Su Zhen clenched her teacup—
until it shattered in her grasp.
Beside her, Su Mengyu narrowed her eyes at her stepmother, annoyed.
"Stepmother… if you let her meet the Emperor twice in one month,
the court might really start calling her His Beloved Daughter."
Su Zhen whipped around, her voice cold as ice:
"And what have you done, Mengyu?
If you can't pull Xianlan from His Majesty's sight next time…
I'll strip your title myself."
Mengyu pressed her lips tight.
In her lovely eyes, the glint of a forming scheme shimmered.
⸻
At dawn, in the bamboo courtyard, Xianlan had her second audience with her father.
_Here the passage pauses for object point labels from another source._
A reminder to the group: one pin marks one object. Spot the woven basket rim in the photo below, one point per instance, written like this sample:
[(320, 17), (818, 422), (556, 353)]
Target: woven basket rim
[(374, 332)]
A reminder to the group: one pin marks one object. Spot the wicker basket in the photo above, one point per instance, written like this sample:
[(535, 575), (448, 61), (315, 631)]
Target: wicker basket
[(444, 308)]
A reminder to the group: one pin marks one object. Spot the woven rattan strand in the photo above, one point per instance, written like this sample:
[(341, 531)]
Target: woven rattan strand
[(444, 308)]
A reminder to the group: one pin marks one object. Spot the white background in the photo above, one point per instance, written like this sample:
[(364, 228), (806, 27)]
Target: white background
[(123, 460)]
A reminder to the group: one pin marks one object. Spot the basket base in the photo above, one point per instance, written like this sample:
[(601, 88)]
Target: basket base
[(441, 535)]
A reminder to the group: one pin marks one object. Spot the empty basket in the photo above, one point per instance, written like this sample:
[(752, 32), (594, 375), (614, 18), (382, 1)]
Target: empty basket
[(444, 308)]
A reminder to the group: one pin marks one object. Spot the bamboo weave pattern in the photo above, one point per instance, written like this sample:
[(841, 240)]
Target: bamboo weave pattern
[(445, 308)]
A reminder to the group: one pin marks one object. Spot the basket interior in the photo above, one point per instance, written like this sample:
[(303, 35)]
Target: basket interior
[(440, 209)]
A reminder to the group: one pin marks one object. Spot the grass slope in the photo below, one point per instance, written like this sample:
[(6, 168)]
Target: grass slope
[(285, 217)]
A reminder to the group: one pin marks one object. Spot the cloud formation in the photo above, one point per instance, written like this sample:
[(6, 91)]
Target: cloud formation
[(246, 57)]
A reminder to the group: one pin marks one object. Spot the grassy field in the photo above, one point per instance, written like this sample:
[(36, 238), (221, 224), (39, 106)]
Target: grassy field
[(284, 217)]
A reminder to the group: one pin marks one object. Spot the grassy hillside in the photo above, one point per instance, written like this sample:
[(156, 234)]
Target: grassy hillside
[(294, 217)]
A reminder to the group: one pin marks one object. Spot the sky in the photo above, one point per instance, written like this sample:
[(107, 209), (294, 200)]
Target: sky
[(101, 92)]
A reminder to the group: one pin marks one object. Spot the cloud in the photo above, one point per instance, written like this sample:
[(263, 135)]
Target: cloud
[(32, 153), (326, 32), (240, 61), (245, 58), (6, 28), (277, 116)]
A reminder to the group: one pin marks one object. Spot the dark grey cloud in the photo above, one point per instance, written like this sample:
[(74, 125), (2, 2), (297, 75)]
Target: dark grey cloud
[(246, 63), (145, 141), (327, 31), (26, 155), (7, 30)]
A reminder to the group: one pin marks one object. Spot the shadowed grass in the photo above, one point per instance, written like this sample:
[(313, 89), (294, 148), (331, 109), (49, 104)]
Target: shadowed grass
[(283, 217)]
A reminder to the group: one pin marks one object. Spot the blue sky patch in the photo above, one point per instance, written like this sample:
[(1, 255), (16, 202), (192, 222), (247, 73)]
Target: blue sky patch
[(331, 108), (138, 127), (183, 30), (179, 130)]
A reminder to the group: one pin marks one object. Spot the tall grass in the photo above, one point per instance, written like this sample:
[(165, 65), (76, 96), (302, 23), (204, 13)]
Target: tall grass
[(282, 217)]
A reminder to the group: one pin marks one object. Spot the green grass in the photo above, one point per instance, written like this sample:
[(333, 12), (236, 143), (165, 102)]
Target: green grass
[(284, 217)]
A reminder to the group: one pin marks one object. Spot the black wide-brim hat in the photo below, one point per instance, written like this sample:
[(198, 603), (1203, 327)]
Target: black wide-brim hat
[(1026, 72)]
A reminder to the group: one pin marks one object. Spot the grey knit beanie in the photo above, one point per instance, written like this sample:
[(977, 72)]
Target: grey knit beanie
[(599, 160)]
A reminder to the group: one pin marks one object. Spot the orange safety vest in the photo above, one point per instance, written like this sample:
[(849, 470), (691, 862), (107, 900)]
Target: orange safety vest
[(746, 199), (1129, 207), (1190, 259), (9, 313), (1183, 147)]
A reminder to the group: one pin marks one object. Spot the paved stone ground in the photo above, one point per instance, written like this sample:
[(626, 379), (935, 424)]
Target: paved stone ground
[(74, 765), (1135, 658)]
Emperor Li Sichen sat in plain cotton robes—
far too simple for an emperor.
He remained silent for a long time
before finally whispering:
"I no longer remember…
how loud your cries were that day."
Xianlan met his eyes, unflinching.
"They weren't loud enough to cross the palace gates…
and reach your heart."
Her words weren't filled with bitterness—
only stillness, piercing like a blade.
Tears welled in the old man's eyes without warning.
He reached into his robe and offered her a small wrapped bundle.
"Your mother left this behind…
I thought I no longer had the right to open it."
Xianlan accepted it, opening it slowly.
Inside—
a thread of silk embroidered with her name,
and beneath it, a single phrase:
"I believe… you will become a phoenix no one can force to fold her wings."